Ruth Gledhill draws attention to an article of investigative journalism published by the American Anglican Council, written by Ralinda Gregor, and available in full on Anglican Mainstream.
Some commenters on Ruth Gledhill's blog make the usual jibe, 'Why are these conservative Anglicans obsessed with sex?'
Here is a response: conservative Anglicans are obsessed with knowing what's really going on, anxious about secret agendas, non-transparent communication, and potential conspiracies. And the obsession is easily cured by open, transparent communication!
Ralinda Gregor's article is an excellent example of investigative journalism because it follows up a very simple question, 'When the Anglican Communion Office recently announced a gift of $1.5 million dollars to fund the Listening Process, where did the money come from?'
That Gregor writes out of the context of the American Anglican Council (openly, obviously conservative) may affect the level of concern she has about the money trail, but it does not affect the facts (assuming accurate reportage) which are these: the funds were solicited from a retired Episcopalian priest, Rev Marta Weeks, by the Satcher Institute’s Center of Excellence for Sexual Health, and then given to the ACO. Part of Gregor's article reports on the trail, and the curious answers given to the matter of whether these funds are attached to strings or not:
"After questions arose about the source of the funding, the ACO admitted the gift came from Weeks and issued a disclaimer from her that the funds were given without any strings attached. But subsequent contradictory and confusing statements by the ACO, Weeks and the Satcher Institute raise serious questions about the influence associated with this gift and the institution administering it.
Who is in charge?
According to the ACO, the Continuing Indaba Project will be led by the Rev. Canon Philip Groves of the ACO and the Rev. Canon Flora Winfield of Lambeth Palace. Groves is the facilitator of the "Listening Process," begun in 1998 to seek a "common mind upon the issues which threaten to divide us," according to an ACC-14 publication.

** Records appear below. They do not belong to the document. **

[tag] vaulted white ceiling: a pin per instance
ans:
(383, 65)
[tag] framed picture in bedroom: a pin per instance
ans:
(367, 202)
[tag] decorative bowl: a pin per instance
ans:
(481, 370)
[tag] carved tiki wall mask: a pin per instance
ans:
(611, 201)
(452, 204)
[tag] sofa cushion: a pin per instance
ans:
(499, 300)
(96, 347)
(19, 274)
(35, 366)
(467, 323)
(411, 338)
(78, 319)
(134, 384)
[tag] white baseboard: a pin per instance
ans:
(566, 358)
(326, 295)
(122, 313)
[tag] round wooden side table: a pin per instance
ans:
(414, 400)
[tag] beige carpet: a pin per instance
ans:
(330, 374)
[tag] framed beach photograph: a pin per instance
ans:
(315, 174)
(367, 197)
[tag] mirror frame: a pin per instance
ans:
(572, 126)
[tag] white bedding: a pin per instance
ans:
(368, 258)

But Weeks told the American Anglican Council that she was approached and asked to fund the project by the Satcher Institute, not by the ACO or its staff. Weeks said her association with staff members of the Satcher Institute’s Center of Excellence for Sexual Health (CESH) goes back to their leadership of another organization she supported, the Center for Sexuality and Religion (CSR), which merged with Satcher’s CESH in 2008.

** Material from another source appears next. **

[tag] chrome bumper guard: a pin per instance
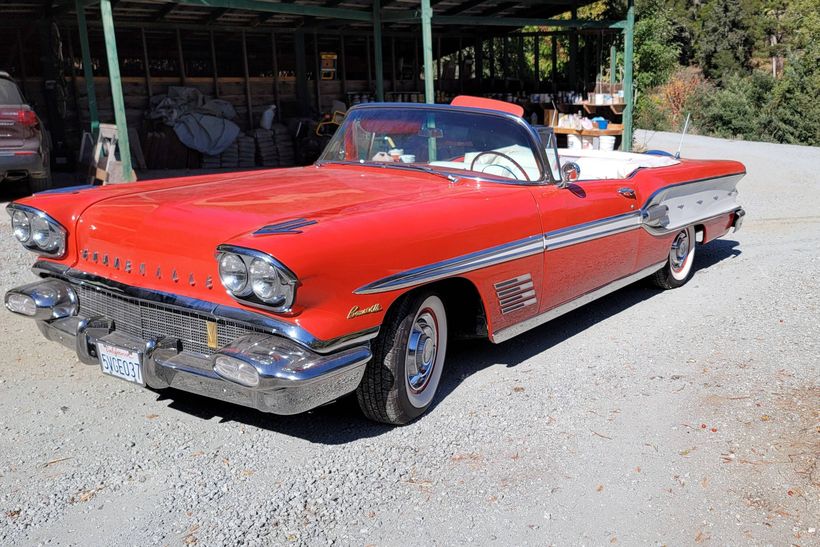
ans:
(286, 377)
(737, 221)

We contacted Christian Thrasher, Satcher’s Director of the CESH and certified sexuality educator, to find out what role CESH will play in facilitating the Anglican Communion’s Continuing Indaba Project. He insisted that CESH will not be consultants or facilitators for the project. He went on to assert that the funding had no strings attached.
However, Canon Groves told this reporter that the Satcher CESH will exercise some control of the process by monitoring project spending to ensure the funds are being used "as intended." Groves added that CESH will also conduct an ecumenical study of the project to evaluate its effectiveness and suitablity for use by other faiths and denominations.

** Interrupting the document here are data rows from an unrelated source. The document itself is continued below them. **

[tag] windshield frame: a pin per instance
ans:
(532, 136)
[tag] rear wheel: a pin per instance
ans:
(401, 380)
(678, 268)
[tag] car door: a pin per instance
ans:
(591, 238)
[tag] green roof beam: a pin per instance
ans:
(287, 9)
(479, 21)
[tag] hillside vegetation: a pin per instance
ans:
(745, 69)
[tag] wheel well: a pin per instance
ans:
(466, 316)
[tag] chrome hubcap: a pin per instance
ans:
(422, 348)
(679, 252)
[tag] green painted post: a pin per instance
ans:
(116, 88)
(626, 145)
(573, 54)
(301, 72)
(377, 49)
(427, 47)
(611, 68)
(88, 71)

The public attempts by leaders of the Satcher Institute to minimize their delegated role in the Anglican Communion’s Listening/Continuing Indaba process are disturbing and suggest an agenda that is neither objective nor benign."
One must be careful not to see 'reds under the bed' in these situations. It is quite proper for a donating institution to check whether a receiving institution is using the funds as intended and not on alternative purposes, that is checking, not control. And one can understand a benign purpose behind CESH's desire to study the Listening Process's next stage to see whether or not it offers a workable model for other churches' listening processes.
Nevertheless the question hanging in the air is, 'Why the secrecy about the funding source? Why the apparent obfuscation by proffering Weeks as the donor and not the institute?'
But even if those questions receive 'cock up' rather than 'conspiracy' answers, the question remains, should the ACO, the ideally even-handed office for all us Anglicans, be associated with this particular institute?
Ralinda Gregor goes on to detail the striking agenda the institute has for change in accepted sexual moralities, within church as well as society. Alarmingly she cites writings of an assistant director of the institute who has advocated views supportive of pederasty and polyamory.
But, hey, do not be concerned about this dear readers, lest the worst accusation of post-modern times be made against you ... that you are obsessed with sex.
gregor's concluding questions are worth noting:
"The alliance between the Anglican Communion Office, the Rev. Marta Weeks, and the Satcher Institute leaves many questions unanswered:
Who decided this alliance was worth pursuing? The Anglican Communion Office? The Episcopal Church? The Archbishop of Canterbury?
Who investigated the previous work of the Center of Excellence for Sexual Health and its directors? Did they assume Anglicans would not look closely at this next phase of indaba and miss the potential entry of a Trojan horse into the listening process? How will the ACO ensure that CESH does not influence Continuing Indaba in any way when CESH effectively holds the purse strings and this is exactly the type of process they are actively seeking to be involved in?
Why is the ACO continuing to misuse the indaba process to bridge opposing theologies and moralities when the process is based on developing consensus within a village or tribe with shared values and morality?
The Anglican Communion Office has the answers. The rest of the Communion is waiting and listening."